Bankers lament growing global regulatory fragmentation

Piecemeal roll-out of Basel III will be “enormously costly”


The post-crisis era of globally harmonised bank prudential standards co-ordinated by the Basel Committee on Banking Supervision may be drawing to a close, bank regulatory and risk specialists have warned.

“I certainly observe that there is a slowdown on the Basel Committee and there appears to be a shift back slowly to the individual jurisdictions deciding their own fate,” said Jeff Samuel, Americas head of group regulatory and governance at UBS.

In recent months, a number of financial industry insiders have argued that the committee is failing in its mission to co-ordinate the roll-out of post-crisis regulatory reforms, known as Basel III. Several important jurisdictions represented on the committee have shown little sign of meeting agreed adoption schedules for fresh market risk capital standards and new liquidity regulations, to the despair of internationally active firms that fear a piecemeal implementation of the reforms will harm their business. 

“It’s going to be very difficult for firms as the harmonisation question continues to be out there, especially as in the US under the current administration, there have been a lot of indications that Basel rules may not be followed as much going forward,” said Cindy Williams, an independent consultant and former regulatory co-ordinator for the Americas at Credit Suisse. “Especially for very large international banks I think it’s going to continue to be an issue and probably more than it has been in the past as various countries decide to go their own way.”

Samuel and Williams were speaking at the Risk USA conference in New York earlier today (October 25).

Samuel cited the net stable funding ratio, agreed by the Basel Committee in 2014 and slated for implementation by member jurisdictions for 2018, as one example of where the global consensus on rulemaking was breaking down. The US prudential regulators proposed a first draft of the NSFR in May 2016, but have yet to produce a final rule.

“As a Swiss-regulated bank we are already subject to the NSFR. We have a large US presence but we don’t expect that [NSFR rule] to come out of the Fed any time soon; that is the suggestion we have heard,” he said. Samuel added it appears there is “less momentum” among US regulators to implement new prudential standards following the publication of the first part of the Treasury department’s report on regulating the financial system in June.

In the report, the department recommended delaying the implementation of both the NSFR and the Fundamental Review of the Trading Book – Basel’s new market risk capital standard, finalised in January 2016 – in order to better analyse the potential impact of these rules. However, earlier this month, Craig Phillips, counsellor to the US Treasury secretary, said the US was committed to enacting both requirements.

The European Commission included both FRTB and NSFR in its proposed revisions to the Capital Requirements Directive and accompanying regulation in November 2016. But the timeline for implementation is still unclear, with the Council and Parliament of the EU yet to examine the proposals in detail, and the EC openly talking of a postponement to the launch of FRTB.

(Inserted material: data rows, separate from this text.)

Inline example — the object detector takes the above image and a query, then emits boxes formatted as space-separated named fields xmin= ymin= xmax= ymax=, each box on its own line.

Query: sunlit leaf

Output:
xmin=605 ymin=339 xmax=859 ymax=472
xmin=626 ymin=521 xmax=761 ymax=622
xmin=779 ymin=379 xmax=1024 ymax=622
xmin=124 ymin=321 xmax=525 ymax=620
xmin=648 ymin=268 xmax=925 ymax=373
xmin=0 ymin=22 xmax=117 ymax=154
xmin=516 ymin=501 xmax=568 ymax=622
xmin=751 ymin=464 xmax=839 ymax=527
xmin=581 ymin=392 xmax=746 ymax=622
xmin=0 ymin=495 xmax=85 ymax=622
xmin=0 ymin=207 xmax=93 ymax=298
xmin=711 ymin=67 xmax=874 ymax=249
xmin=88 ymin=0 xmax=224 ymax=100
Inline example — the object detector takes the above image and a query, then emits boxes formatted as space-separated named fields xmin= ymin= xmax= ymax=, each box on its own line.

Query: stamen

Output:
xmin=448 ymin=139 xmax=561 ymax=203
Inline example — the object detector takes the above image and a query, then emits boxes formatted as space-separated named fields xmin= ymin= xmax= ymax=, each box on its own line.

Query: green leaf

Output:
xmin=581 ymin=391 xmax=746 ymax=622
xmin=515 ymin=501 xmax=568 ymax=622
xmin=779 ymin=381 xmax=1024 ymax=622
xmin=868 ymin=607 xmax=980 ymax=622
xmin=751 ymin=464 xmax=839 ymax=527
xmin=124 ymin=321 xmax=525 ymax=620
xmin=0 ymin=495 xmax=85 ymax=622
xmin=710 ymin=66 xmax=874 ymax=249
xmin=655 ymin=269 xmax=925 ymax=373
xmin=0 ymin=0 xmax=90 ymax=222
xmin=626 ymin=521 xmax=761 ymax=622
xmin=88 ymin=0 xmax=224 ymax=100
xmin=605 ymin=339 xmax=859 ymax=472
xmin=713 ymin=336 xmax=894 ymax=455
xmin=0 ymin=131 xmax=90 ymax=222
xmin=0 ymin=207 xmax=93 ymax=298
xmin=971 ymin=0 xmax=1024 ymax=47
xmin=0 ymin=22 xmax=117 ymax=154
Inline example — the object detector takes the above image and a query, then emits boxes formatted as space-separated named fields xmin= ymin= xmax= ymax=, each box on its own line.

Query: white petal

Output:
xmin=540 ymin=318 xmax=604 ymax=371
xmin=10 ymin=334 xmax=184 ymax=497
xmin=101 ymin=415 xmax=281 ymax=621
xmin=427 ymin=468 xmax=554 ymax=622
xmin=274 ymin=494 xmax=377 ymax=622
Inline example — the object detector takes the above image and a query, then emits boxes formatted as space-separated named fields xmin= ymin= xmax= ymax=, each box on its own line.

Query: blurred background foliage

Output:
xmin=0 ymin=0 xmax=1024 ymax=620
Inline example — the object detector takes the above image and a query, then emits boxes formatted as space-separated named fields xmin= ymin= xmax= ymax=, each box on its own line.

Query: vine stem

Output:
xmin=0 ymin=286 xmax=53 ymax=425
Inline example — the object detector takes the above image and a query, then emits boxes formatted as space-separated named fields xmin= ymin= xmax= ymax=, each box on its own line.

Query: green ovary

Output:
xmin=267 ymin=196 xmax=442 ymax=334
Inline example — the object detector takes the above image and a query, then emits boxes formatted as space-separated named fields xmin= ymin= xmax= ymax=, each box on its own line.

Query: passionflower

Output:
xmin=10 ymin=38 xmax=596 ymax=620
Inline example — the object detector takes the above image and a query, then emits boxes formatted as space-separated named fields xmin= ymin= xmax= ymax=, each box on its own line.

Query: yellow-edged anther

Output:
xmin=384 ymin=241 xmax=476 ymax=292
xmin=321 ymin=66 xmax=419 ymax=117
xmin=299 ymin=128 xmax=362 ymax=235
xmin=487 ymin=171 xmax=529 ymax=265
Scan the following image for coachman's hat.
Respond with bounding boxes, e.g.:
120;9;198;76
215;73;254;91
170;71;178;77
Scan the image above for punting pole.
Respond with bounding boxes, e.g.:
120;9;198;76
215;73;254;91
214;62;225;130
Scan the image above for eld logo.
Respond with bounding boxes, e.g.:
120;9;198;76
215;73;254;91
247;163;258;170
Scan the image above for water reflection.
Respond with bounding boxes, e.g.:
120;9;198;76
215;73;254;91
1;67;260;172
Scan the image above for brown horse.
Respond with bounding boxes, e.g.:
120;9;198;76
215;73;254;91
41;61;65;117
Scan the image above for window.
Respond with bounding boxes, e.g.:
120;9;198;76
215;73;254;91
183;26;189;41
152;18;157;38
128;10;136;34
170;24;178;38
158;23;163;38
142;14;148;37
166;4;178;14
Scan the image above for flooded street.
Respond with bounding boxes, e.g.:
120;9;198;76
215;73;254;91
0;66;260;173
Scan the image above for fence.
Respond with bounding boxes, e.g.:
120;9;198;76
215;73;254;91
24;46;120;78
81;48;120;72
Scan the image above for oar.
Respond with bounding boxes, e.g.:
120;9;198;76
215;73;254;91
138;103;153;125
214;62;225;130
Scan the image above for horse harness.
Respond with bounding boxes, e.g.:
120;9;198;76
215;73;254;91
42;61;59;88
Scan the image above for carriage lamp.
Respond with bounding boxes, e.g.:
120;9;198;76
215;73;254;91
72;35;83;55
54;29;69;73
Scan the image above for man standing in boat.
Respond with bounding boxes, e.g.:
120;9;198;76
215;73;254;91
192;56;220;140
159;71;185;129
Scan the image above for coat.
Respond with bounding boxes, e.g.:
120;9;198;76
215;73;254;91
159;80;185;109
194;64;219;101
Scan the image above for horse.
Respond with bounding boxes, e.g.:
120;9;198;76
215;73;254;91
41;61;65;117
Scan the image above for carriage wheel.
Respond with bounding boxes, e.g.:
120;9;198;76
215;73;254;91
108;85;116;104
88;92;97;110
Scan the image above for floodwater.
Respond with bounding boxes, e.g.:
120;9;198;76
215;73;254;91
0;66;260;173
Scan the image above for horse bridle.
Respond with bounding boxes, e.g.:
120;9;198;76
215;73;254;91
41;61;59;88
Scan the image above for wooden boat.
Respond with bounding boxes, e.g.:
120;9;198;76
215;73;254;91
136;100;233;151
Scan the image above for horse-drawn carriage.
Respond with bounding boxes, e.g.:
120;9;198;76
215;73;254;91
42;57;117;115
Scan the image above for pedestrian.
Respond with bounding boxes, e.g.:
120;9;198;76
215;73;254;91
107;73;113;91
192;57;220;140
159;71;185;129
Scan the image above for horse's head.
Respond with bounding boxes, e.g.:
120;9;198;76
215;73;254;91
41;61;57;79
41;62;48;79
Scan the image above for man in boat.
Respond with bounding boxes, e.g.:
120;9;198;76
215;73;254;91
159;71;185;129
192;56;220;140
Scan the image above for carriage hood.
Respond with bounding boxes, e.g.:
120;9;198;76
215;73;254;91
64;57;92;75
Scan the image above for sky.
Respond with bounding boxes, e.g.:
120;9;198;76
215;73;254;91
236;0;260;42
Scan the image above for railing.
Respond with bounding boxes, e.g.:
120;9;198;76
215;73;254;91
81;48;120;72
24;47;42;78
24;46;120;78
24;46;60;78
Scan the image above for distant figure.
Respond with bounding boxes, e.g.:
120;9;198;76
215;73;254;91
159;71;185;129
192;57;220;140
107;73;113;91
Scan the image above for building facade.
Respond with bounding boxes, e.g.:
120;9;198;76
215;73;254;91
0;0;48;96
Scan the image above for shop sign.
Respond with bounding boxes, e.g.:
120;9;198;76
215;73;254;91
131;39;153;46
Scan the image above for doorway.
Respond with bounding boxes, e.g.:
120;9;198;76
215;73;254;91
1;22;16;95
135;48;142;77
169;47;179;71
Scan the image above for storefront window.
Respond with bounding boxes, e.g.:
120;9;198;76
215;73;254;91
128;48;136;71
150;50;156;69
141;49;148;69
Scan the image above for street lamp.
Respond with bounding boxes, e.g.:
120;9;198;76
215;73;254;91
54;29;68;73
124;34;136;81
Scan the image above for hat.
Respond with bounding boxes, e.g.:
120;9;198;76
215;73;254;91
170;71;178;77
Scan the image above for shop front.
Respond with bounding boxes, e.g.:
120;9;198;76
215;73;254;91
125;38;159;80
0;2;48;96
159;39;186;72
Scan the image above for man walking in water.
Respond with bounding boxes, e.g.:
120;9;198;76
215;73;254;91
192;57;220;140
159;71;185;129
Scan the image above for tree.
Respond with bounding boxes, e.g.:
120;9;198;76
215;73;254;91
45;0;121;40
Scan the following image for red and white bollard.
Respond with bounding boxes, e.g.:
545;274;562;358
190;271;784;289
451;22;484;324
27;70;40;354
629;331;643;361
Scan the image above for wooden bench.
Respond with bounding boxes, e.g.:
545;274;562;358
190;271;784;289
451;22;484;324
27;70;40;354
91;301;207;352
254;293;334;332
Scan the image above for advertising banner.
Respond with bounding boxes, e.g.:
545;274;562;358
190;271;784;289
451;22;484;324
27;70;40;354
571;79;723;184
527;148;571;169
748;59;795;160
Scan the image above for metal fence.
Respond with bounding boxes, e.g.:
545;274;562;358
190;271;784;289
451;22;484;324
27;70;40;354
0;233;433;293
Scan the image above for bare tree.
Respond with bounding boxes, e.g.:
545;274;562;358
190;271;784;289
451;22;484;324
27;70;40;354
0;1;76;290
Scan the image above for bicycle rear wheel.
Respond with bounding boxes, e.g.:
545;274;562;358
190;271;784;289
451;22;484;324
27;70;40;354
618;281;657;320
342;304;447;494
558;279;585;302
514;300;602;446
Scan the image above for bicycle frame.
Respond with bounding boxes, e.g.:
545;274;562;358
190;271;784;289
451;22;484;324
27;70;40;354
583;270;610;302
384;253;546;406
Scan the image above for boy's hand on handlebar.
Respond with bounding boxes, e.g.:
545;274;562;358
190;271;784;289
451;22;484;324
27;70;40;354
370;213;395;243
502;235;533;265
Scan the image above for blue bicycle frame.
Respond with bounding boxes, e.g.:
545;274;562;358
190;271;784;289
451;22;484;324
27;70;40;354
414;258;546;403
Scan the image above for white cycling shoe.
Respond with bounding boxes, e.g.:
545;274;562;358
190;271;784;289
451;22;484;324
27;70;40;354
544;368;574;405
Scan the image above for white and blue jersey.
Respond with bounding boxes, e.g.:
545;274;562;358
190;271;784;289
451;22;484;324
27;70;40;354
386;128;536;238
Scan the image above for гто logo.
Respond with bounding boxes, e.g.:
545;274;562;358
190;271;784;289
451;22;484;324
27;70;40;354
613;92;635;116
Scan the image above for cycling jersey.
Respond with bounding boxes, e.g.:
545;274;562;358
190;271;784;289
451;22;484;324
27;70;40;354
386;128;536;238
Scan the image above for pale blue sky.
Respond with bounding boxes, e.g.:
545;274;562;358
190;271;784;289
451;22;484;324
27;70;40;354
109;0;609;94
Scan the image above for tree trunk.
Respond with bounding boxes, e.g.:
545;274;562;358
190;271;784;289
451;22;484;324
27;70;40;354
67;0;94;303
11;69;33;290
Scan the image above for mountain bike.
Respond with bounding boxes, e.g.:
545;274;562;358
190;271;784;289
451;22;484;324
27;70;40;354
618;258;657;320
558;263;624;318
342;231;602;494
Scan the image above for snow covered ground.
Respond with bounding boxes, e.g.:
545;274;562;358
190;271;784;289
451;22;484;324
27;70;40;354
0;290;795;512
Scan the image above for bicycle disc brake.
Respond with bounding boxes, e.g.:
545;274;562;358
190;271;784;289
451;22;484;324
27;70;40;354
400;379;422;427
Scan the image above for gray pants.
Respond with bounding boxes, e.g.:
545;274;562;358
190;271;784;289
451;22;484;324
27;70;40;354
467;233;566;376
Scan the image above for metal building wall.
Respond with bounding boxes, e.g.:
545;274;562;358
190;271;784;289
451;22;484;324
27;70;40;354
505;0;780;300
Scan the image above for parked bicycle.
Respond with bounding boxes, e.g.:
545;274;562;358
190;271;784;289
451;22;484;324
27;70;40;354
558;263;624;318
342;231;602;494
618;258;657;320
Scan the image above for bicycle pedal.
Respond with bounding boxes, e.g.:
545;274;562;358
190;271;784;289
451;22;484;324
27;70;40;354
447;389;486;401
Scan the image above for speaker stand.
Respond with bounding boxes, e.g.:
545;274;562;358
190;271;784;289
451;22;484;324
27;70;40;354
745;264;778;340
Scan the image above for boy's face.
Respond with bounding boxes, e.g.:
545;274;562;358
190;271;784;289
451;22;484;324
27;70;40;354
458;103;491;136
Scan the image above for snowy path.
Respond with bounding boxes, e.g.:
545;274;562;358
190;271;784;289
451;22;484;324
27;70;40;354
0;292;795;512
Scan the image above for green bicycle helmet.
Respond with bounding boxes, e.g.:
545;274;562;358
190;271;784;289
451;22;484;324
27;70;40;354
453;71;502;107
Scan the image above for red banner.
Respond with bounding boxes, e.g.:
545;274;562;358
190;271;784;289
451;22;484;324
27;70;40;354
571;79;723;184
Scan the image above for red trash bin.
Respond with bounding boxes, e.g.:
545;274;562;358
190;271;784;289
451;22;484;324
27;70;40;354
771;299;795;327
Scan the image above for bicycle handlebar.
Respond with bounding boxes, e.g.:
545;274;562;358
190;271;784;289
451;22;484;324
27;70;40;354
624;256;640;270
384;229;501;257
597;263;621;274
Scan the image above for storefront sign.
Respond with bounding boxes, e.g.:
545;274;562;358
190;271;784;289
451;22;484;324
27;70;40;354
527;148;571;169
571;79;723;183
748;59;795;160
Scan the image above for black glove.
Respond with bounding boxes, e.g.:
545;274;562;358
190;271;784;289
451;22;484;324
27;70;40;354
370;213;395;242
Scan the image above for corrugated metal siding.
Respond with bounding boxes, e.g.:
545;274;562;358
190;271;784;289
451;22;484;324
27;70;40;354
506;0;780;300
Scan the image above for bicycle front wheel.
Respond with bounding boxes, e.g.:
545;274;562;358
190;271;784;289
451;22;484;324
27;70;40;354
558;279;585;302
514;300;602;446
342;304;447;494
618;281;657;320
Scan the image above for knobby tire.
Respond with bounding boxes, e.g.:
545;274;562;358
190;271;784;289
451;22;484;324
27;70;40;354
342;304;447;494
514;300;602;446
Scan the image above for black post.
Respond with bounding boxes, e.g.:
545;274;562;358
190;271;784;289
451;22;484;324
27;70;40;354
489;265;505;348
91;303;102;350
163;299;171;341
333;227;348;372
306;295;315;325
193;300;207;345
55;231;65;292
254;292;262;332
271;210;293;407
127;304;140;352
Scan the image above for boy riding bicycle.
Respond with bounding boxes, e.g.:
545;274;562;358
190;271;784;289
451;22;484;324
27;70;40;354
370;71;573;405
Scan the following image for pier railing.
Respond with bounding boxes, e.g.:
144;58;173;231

Rodney Sunada-Wong, chief risk officer for broker-dealer swaps trading at Morgan Stanley, speaking at the same conference, warned that consistent implementation of these rules was not the only priority for internationally active firms; co-ordinated timing was also important.

“We definitely look forward to, and encourage, communication across borders about unifying approaches over time, because it’s costly if you have to implement once, but if you have multiple versions at different timings [this] is enormously costly.”